Last week we talked about inclusion and superpowerment.  This week we are going to look at bias, which is one of the biggest barriers we face.  Pretend for a moment that you are looking in the mirror and have just uncovered your hair is on fire.  What do you do?  Option 1- Talk about it.  Option 2- Take action to put the fire out.  Which option do you choose?

I know this is a little over the top, but this is the way I feel we treat conversations about bias.
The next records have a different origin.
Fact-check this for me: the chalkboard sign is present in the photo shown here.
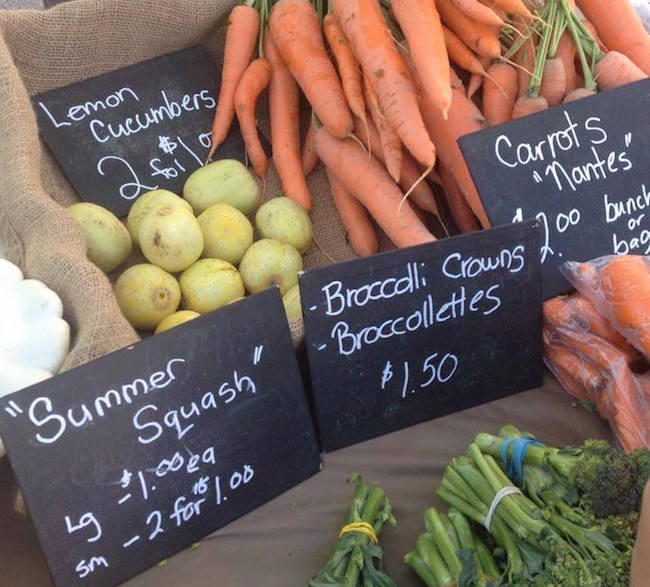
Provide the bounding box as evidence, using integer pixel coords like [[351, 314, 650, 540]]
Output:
[[459, 80, 650, 299], [0, 289, 320, 587], [300, 222, 543, 451], [32, 47, 245, 216]]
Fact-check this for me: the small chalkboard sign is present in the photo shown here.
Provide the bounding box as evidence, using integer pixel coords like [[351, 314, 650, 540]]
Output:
[[32, 46, 245, 217], [300, 222, 543, 451], [459, 80, 650, 299], [0, 289, 320, 587]]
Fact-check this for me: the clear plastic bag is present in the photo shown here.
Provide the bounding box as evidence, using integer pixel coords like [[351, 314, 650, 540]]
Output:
[[562, 255, 650, 359], [544, 323, 650, 452]]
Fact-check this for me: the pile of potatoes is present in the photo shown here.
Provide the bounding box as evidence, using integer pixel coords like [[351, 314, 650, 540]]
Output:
[[68, 159, 313, 333]]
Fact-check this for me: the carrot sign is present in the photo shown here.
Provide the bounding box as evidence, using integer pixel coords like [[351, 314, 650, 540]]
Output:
[[459, 80, 650, 299]]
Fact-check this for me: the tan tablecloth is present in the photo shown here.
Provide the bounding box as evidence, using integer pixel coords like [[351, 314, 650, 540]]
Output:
[[0, 378, 609, 587]]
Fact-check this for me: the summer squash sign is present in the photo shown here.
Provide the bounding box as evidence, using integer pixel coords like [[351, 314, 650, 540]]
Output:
[[0, 288, 320, 587], [459, 80, 650, 299], [300, 221, 543, 451]]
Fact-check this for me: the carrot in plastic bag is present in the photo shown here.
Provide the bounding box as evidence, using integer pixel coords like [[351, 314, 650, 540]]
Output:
[[564, 255, 650, 358], [544, 328, 607, 403], [552, 328, 650, 452], [544, 294, 641, 365]]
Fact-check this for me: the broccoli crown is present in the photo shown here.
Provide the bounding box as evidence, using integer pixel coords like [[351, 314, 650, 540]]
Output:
[[630, 448, 650, 497], [573, 440, 640, 518]]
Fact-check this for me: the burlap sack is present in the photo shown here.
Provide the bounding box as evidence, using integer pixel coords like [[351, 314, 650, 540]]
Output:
[[0, 0, 362, 369]]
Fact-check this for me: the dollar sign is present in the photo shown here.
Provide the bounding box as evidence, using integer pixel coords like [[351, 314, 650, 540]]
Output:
[[381, 361, 393, 391]]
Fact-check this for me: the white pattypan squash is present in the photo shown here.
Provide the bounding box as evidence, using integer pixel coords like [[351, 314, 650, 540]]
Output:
[[0, 259, 70, 458]]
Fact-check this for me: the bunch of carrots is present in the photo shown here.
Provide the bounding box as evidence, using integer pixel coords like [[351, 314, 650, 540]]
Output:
[[208, 0, 650, 256], [544, 255, 650, 451]]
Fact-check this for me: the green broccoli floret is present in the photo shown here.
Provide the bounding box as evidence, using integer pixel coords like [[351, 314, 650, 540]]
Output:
[[476, 426, 650, 518], [630, 448, 650, 497], [568, 440, 640, 518]]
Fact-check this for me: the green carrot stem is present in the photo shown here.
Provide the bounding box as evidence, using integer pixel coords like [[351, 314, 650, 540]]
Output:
[[548, 12, 566, 59], [528, 1, 557, 98], [560, 0, 596, 90], [404, 550, 440, 587], [416, 533, 454, 585]]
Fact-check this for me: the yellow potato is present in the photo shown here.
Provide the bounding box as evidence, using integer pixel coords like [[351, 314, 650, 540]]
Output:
[[197, 204, 253, 265], [68, 202, 133, 273], [126, 190, 192, 245], [239, 239, 302, 295], [154, 310, 201, 334], [282, 285, 302, 322], [180, 259, 244, 314], [115, 263, 181, 330], [255, 198, 314, 253], [140, 205, 203, 273], [183, 159, 260, 216]]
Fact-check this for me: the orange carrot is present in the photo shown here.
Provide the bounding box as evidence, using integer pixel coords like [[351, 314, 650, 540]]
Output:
[[556, 31, 578, 94], [596, 51, 648, 91], [544, 336, 607, 402], [323, 12, 366, 129], [544, 294, 640, 365], [264, 35, 311, 211], [391, 0, 451, 118], [302, 122, 318, 177], [555, 328, 649, 452], [443, 26, 485, 73], [436, 0, 501, 59], [413, 61, 490, 228], [334, 0, 436, 168], [467, 57, 492, 98], [512, 95, 548, 120], [451, 0, 503, 27], [206, 4, 260, 161], [483, 0, 533, 19], [327, 169, 379, 257], [600, 255, 650, 358], [363, 75, 402, 182], [316, 127, 436, 247], [539, 57, 567, 106], [483, 63, 519, 126], [269, 0, 353, 138], [577, 0, 650, 75], [235, 58, 271, 179], [354, 118, 439, 216], [440, 164, 481, 233]]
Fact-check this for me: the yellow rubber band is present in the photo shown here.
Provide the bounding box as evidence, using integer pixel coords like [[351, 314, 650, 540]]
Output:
[[339, 522, 379, 544]]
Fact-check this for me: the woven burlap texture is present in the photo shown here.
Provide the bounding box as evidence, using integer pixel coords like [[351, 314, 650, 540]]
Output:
[[0, 0, 364, 370]]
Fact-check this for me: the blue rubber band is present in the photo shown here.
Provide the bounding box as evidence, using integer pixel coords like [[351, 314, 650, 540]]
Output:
[[501, 436, 544, 485]]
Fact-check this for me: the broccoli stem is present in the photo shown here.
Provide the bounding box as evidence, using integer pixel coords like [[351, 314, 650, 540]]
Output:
[[404, 550, 440, 587], [425, 508, 463, 585], [344, 484, 386, 587], [416, 533, 454, 585], [474, 535, 501, 579]]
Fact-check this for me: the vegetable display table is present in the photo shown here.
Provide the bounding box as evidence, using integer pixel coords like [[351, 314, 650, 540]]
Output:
[[0, 378, 610, 587]]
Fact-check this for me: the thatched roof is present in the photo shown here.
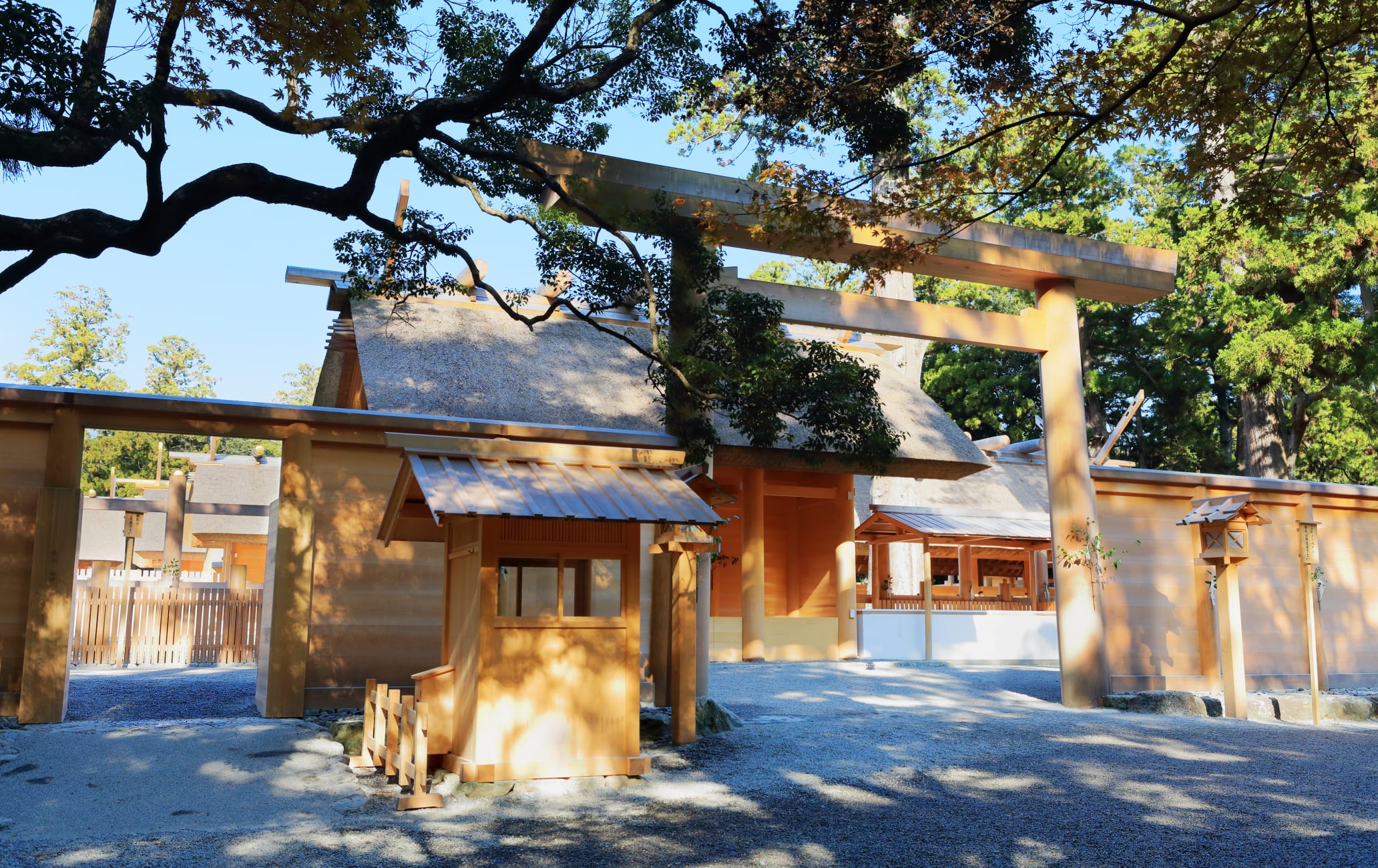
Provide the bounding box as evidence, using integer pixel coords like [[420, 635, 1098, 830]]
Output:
[[353, 300, 989, 478]]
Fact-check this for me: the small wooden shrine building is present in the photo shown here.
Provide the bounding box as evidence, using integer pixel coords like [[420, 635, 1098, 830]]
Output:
[[377, 435, 720, 781], [857, 504, 1052, 610], [298, 282, 989, 669]]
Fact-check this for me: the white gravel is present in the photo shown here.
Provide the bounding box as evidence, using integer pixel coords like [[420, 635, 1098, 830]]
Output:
[[66, 666, 258, 722], [0, 664, 1378, 867]]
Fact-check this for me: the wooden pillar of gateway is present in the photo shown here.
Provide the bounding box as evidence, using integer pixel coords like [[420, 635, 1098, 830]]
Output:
[[163, 470, 186, 586], [1036, 278, 1110, 708], [833, 474, 857, 660], [19, 408, 83, 723], [254, 433, 316, 718], [741, 467, 766, 661]]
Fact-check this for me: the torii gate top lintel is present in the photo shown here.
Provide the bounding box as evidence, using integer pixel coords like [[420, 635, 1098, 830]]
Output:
[[526, 142, 1177, 304]]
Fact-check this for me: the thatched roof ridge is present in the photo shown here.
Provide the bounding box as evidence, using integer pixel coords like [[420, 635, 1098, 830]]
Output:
[[353, 299, 989, 478]]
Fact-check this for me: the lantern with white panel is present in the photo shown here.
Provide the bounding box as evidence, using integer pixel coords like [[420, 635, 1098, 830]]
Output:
[[1177, 495, 1272, 719]]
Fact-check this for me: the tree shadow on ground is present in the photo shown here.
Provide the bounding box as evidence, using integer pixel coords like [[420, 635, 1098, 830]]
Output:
[[0, 664, 1378, 867]]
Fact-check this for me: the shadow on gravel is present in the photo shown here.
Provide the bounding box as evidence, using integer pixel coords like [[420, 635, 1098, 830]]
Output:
[[8, 664, 1378, 868]]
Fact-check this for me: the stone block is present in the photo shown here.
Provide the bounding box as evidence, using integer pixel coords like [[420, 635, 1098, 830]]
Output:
[[1126, 690, 1207, 718], [330, 718, 364, 756], [1101, 693, 1134, 711], [694, 696, 747, 736], [641, 707, 670, 741], [455, 781, 514, 799]]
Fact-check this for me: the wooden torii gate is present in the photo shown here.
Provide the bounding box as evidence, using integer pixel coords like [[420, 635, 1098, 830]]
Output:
[[528, 142, 1177, 707]]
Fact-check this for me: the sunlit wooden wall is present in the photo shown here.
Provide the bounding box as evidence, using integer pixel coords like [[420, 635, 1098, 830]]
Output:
[[1093, 469, 1378, 690], [306, 442, 444, 708], [0, 421, 48, 715]]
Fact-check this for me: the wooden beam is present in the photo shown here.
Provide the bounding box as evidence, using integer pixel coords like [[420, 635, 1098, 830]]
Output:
[[526, 142, 1177, 304], [1092, 389, 1144, 464], [766, 482, 838, 500], [725, 277, 1048, 353]]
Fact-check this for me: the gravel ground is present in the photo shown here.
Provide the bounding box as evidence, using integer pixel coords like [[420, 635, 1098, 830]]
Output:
[[0, 663, 1378, 867], [66, 666, 258, 720]]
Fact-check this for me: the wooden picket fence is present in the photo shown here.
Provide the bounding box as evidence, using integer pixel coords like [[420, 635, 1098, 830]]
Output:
[[349, 678, 444, 810], [71, 584, 263, 666], [881, 594, 1032, 612]]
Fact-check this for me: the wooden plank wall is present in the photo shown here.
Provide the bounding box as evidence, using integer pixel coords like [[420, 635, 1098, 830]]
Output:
[[306, 442, 445, 708], [0, 421, 48, 716], [1315, 497, 1378, 688], [1096, 471, 1378, 690]]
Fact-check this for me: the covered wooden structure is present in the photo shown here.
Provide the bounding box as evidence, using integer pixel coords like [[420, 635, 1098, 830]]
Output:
[[379, 435, 719, 781], [528, 142, 1177, 707], [856, 504, 1053, 612]]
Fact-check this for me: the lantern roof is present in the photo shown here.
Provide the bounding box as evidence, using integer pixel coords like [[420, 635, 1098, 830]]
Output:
[[1177, 493, 1273, 525]]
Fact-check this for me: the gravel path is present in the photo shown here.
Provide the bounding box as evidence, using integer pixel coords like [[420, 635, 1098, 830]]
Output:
[[66, 666, 258, 720], [0, 663, 1378, 868]]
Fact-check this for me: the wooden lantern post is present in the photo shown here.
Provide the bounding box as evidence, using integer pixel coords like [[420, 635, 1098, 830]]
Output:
[[1177, 495, 1271, 719], [1297, 495, 1321, 726]]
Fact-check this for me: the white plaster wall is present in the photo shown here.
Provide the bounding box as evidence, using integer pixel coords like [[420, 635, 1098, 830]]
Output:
[[857, 609, 1057, 663]]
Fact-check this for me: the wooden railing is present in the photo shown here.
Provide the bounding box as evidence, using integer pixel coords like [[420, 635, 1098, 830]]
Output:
[[857, 594, 1034, 612], [349, 678, 444, 810], [71, 583, 263, 666]]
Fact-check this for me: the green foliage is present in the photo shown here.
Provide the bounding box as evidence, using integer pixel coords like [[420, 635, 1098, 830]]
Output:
[[652, 288, 901, 470], [4, 286, 130, 391], [273, 363, 321, 407], [144, 335, 219, 398]]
We tell everyone it’s okay that we have biases.  Then, we try to identify some of our biases and where they come from, and then the conversation abruptly stops.  In other words, we identify we are on fire, talk about how it happened, but then we never figure out how we are going to put the fire out.  Mirror moment.  Be honest with yourself.  What is a bias you have and what are you DOING to fight that bias?  Below is my example.

I am biased against people who don’t talk/contribute much during meetings.  I figure that I’m comfortable speaking up and sharing ideas, so everyone else should be.  If you aren’t talking at meetings you aren’t prepared or you lack confidence.  I know this rationale isn’t true.  There are a plethora of reasons why people might not speak up during meetings.  They might be more introverted or want the time to process alone.  They might not want to be “that guy/gal” who just repeats what other people say.  Maybe they don’t feel safe for a variety of reasons.  Bottom line, my bias is wrong.

 How I fight this (lessons learned from other leaders, Six Sigma, The Six Thinking Hats, and other articles)

  • Keep reminding myself that just because I’m comfortable doesn’t mean everyone else is.
  • If I’m leading the meeting I send out the questions we are going to tackle ahead of time.  This gives everyone a chance to process on their own.
  • I changed the way I run brainstorming sessions.

I used to brainstorm entirely unstructured.  We would bring up ideas, kill them, and move on.  This was fine with me, but it didn’t lead to the superpowerment of others.  Now I do more of a Six Sigma structure.  First, all we do is brainstorm ideas.  This is about quantity, not quality.  I don’t let anyone judge the ideas.  If people try to judge ideas, I remind them that we aren’t doing this right now 😉  This makes things safer, because there is no right or wrong at this point.  Then we affinitize.  Finally we prioritize and weigh the ideas.  Combine this with the above bullets, and I believe this process create a safer environment and empowers people to participate.

I’ve found that doing a combination of the above things, paying better attention to body language, and being a better listener have helped us have better sessions and helped me fight a bias I have.  Your hair is on fire.  What’s your bias and what are you DOING to fight it?